In this article, Globe reporter Mark MacKinnon – who has been previously called out by Canada’s National News Media Council for failing to meet basic journalism standards in his reporting of our company – suggests that newly “leaked” records from a now defunct Lithuanian Bank  show a “tie” between a Russian tax fraud scheme and a decade old business jet sale. MacKinnon further suggests that this apparent connection implies flaws in our due diligence process. 

Putting aside the absurd standard of perfect hindsight, to which the Globe attempts to hold Bombardier, readers are deprived of critical information and context necessary to understand the full story. So, once again we must set the record straight on behalf of our employees.

Let’s start with the fact that Bombardier conducts a robust due diligence on potential buyers of every aircraft we sell. In some cases we move forward. In others we decline. Simply put, we do what we believe is right based on the information available at that time. It is a process that has served us well while delivering more than 1700 aircraft over the past decade, and one that we continue to refine as technology advances.   

Others follow similar processes, and it should be noted that Bombardier was far from alone in conducting business with holding companies through the failed Lithuanian Bank.
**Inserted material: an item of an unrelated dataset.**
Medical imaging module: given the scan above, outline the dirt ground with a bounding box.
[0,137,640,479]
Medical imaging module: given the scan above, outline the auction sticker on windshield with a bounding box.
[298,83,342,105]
Others include major western banks, American Express, the World Economic Forum, a charity run by Prince Charles, and even the late pop star Prince and the Chelsea football team. The Globe singles out Bombardier, obviously, to make it seem as if we had some distinctive role when the truth is that these commercial transactions were widespread. 

Readers should look at how more honest media outlets describe the transactions behind the “leaked” banking records.  For example, The Guardian states thatThere is no suggestion that end recipients of the funds were aware of the origin of the source money, which arrived via a disguised route. However, the [leaked] documents indicate that criminal and legitimate money may have been mixed together, making it impossible to trace the origin source, before passing through screen companies into the global banking system.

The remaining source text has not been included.